Mechanism of Metal Chloride-Promoted Mukaiyama Aldol Reactions

Ab initio calculations (MP2/6-311+G**//B3LYP/6-31G*) were employed to investigate the mechanism of metal chloride-promoted Mukaiyama aldol reaction between trihydrosilyl enol ether and formaldehyde. The metal chlorides considered include TiCl₄, BCl₃, AlCl₃, and GaCl₃. In contrast to the concerted pathway of the uncatalyzed aldol reaction, the Lewis acid-promoted reactions favor a stepwise mechanism. Three possible stepwise pathways were located. The lowest energy pathway corresponds to a simultaneous C−C bond formation and a chlorine atom shift in the first (rate-determining) step.

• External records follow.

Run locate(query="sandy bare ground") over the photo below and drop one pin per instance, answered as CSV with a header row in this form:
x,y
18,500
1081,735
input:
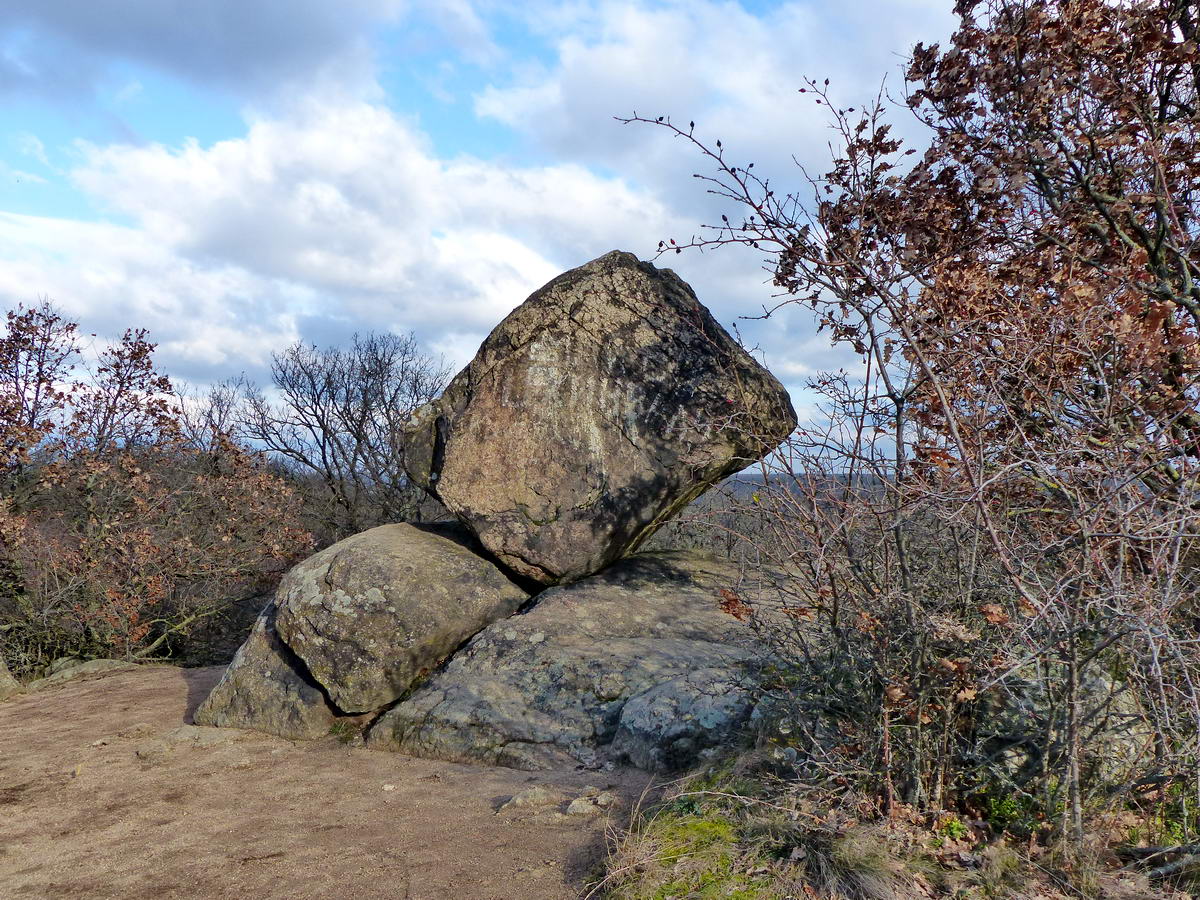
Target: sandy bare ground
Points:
x,y
106,791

This process is calculated to have a low activation barrier of 12 kJ mol^-1 for the TiCl₄-promoted reaction. The alternative [2+2] cycloaddition and direct carbon−carbon bond formation pathways are energetically competitive. BCl₃, AlCl₃, and GaCl₃ are predicted to be efficient catalysts for the silicon-directed aldol reaction as they strongly activate the formaldehyde electrophile. Formation of a stable pretransition state intermolecular π−π complex between enol silane and the activated formaldehyde (CH₂O···MCl_n) is a key driving force for the facile metal chloride-promoted reactions.